In general, taxpayers must file an amended return to claim a refund or credit within three years from the date the taxpayer's original return was filed or within two years from the date the tax was paid, whichever period expires later; the IRS generally has three years from the filing date of a return to undertake an audit of such return.

How Companies are Taking a "Non-280E" Position

A prerequisite is a tax opinion, issued by a law firm, that reaches the conclusion that if the taxpayer takes a "non-280E" position on a tax return and the IRS challenges the position, the taxpayer would have at least a "reasonable basis" to defend the position before a court.
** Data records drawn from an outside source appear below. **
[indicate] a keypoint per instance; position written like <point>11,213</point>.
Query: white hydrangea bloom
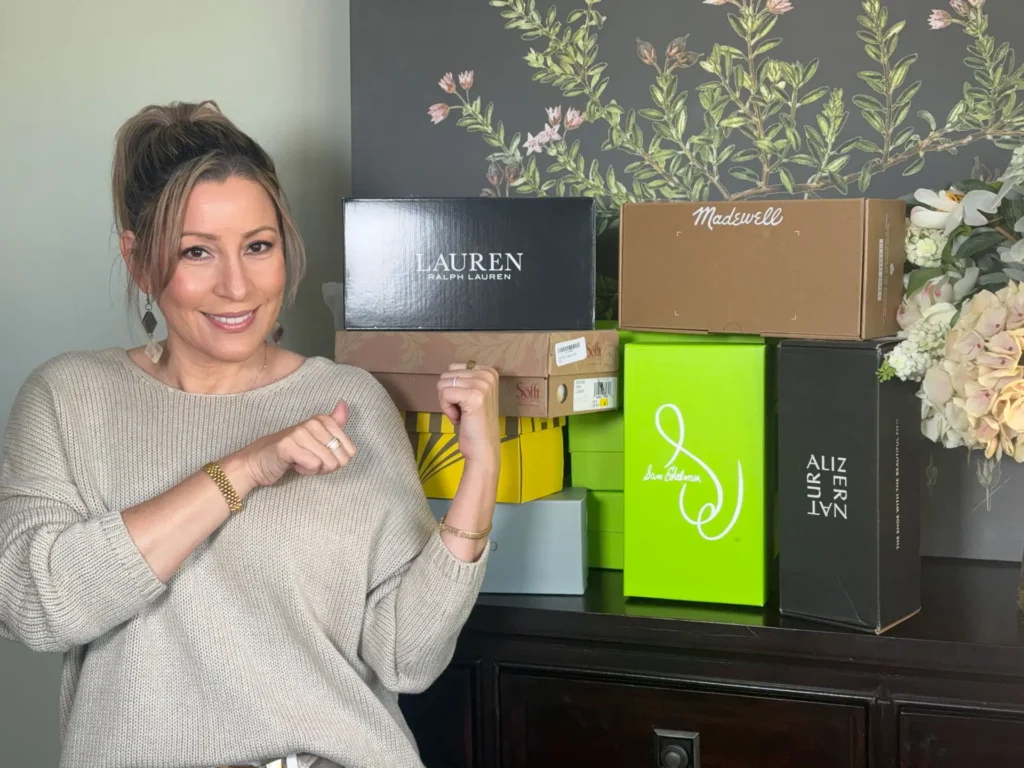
<point>924,246</point>
<point>924,343</point>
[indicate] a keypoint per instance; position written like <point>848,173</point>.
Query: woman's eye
<point>194,253</point>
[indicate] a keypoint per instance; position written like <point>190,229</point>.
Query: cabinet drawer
<point>563,722</point>
<point>943,740</point>
<point>442,718</point>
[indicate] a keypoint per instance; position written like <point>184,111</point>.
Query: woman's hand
<point>468,395</point>
<point>306,448</point>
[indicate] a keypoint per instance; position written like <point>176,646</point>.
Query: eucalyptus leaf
<point>786,178</point>
<point>744,174</point>
<point>914,167</point>
<point>864,180</point>
<point>979,243</point>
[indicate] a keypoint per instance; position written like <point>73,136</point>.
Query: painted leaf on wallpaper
<point>761,125</point>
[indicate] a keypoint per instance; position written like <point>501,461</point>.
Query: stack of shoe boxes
<point>504,283</point>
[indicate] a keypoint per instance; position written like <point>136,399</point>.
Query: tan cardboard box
<point>809,268</point>
<point>543,374</point>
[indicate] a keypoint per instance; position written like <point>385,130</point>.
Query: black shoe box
<point>849,517</point>
<point>470,264</point>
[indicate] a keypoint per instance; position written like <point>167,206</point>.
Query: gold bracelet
<point>233,501</point>
<point>462,534</point>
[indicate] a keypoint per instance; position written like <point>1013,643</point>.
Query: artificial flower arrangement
<point>963,313</point>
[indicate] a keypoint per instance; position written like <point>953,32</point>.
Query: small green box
<point>604,549</point>
<point>601,431</point>
<point>597,471</point>
<point>605,511</point>
<point>695,472</point>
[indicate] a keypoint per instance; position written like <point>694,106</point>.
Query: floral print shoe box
<point>695,519</point>
<point>815,268</point>
<point>849,517</point>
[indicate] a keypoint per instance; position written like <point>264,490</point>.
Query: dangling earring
<point>153,350</point>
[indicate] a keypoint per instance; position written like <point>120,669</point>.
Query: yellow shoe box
<point>531,455</point>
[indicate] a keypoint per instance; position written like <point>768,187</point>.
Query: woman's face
<point>229,283</point>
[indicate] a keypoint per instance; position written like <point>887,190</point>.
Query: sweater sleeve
<point>420,595</point>
<point>68,573</point>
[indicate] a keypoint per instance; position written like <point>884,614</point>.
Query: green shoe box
<point>597,470</point>
<point>696,489</point>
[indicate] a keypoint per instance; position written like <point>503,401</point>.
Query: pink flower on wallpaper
<point>778,7</point>
<point>542,139</point>
<point>495,175</point>
<point>573,119</point>
<point>437,113</point>
<point>646,52</point>
<point>534,143</point>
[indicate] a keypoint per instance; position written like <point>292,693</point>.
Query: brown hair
<point>161,154</point>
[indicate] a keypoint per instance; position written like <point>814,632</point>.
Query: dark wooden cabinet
<point>549,720</point>
<point>599,680</point>
<point>964,740</point>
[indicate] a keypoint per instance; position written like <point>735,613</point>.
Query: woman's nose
<point>233,282</point>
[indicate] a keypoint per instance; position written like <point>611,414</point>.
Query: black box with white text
<point>849,497</point>
<point>470,264</point>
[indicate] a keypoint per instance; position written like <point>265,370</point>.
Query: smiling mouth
<point>231,321</point>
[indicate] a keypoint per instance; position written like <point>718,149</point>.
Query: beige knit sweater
<point>292,629</point>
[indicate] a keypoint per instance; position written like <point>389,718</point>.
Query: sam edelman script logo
<point>472,265</point>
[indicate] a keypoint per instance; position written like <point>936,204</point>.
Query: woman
<point>229,543</point>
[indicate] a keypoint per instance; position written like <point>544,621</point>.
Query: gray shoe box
<point>537,548</point>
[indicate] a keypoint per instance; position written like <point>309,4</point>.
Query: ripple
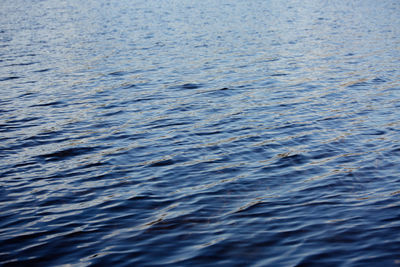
<point>201,133</point>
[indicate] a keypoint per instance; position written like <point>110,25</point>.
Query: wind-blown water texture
<point>200,132</point>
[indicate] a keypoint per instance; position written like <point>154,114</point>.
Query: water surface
<point>148,133</point>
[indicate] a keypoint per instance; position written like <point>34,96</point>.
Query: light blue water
<point>149,133</point>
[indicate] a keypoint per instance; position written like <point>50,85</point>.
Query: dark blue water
<point>178,133</point>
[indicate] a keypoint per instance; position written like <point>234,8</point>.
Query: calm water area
<point>218,133</point>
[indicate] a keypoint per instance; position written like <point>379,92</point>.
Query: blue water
<point>179,133</point>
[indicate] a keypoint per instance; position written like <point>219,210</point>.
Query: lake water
<point>179,133</point>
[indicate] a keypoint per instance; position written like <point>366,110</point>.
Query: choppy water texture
<point>145,133</point>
This enables a tax preparer to sign the return under IRS Regulations, and it may serve to protect the taxpayer from "substantial underpayment" penalties (but not interest).

To reach a "reasonable basis" level of certainty, the position, as a legal matter considering all relevant precedent, must be more than "merely colorable" or "merely arguable." The position must be "reasonably based" on supporting authorities, whether or not those authorities have substantial weight compared to contrary authorities.

Such an opinion likely covers one or more statutory construction arguments based on the difference in language used under the Controlled Substances Act and Section 280E, and may also include a constitutional argument that is similar to the claims at issue in the case Canna Provisions, Inc., et. al. v. Bondi. More details on the common "reasonable basis" arguments for a non-280E position are found in the presentation slides.

Whether an amended return or a current year return, the position does get disclosed to the IRS on a Form 8275 Disclosure Statement. This could be a "red flag" or increase audit risk.

IRS Response

In general, the IRS may respond in one of the following ways:

  • Accept
  • Reject
  • "No Consideration"

The IRS also can always refer a taxpayer to IRS Examination (i.e., an audit).

The IRS also has made two public statements on the trend of cannabis companies taking a non-280E position. On June 28, 2024, the IRS published an Information Release (IR-2024-177), which states: "Taxpayers seeking a refund of taxes paid related to Internal Revenue Code Section 280E by filing amended returns are not entitled to a refund or payment."

On December 12, 2024, the IRS published a Fact Statement (FS-2024-32), which stated:

  • "Some disclosures [on IRS Form 8275] received with respect to section 280E . . . [are] lacking a reasonable basis."
  • "Taxpayers should be aware that Form 8275 disclosures that lack a reasonable basis do not provide penalty protection. Taxpayers in this posture should consult a tax professional or advisor to determine how to come into compliance."

These IRS publications are general and conclusory, and neither one addresses taxpayers' substantive arguments for non-280E positions. Nonetheless, they are precedent that must be considered in a "reasonable basis" opinion, although they may not be controlling.

Current Court Challenges to Section 280E

A case in Tax Court, from New Mexico, is the first to raise the statutory construction arguments discussed above. A petition was filed in Tax Court on December 16, 2024, and the IRS filed an Answer on February 4, 2025. The case is New Mexico Top Organics, Inc. v. Commissioner, Tax Court Docket # 19661-24. The case is being watched closely, although it will take months to reach resolution in Tax Court and likely will be appealed from there regardless of the outcome.

Impact of the Trump Administration

While the rescheduling of cannabis would eliminate the application of Section 280E to cannabis companies, the prospects of a final rule from the DEA are deeply uncertain. Still, the Trump administration could have an indirect impact on taxpayers taking non-280E positions because expected IRS workforce reductions may limit the Service's ability to audit.

The content of this article is intended to provide a general guide to the subject matter. Specialist advice should be sought about your specific circumstances.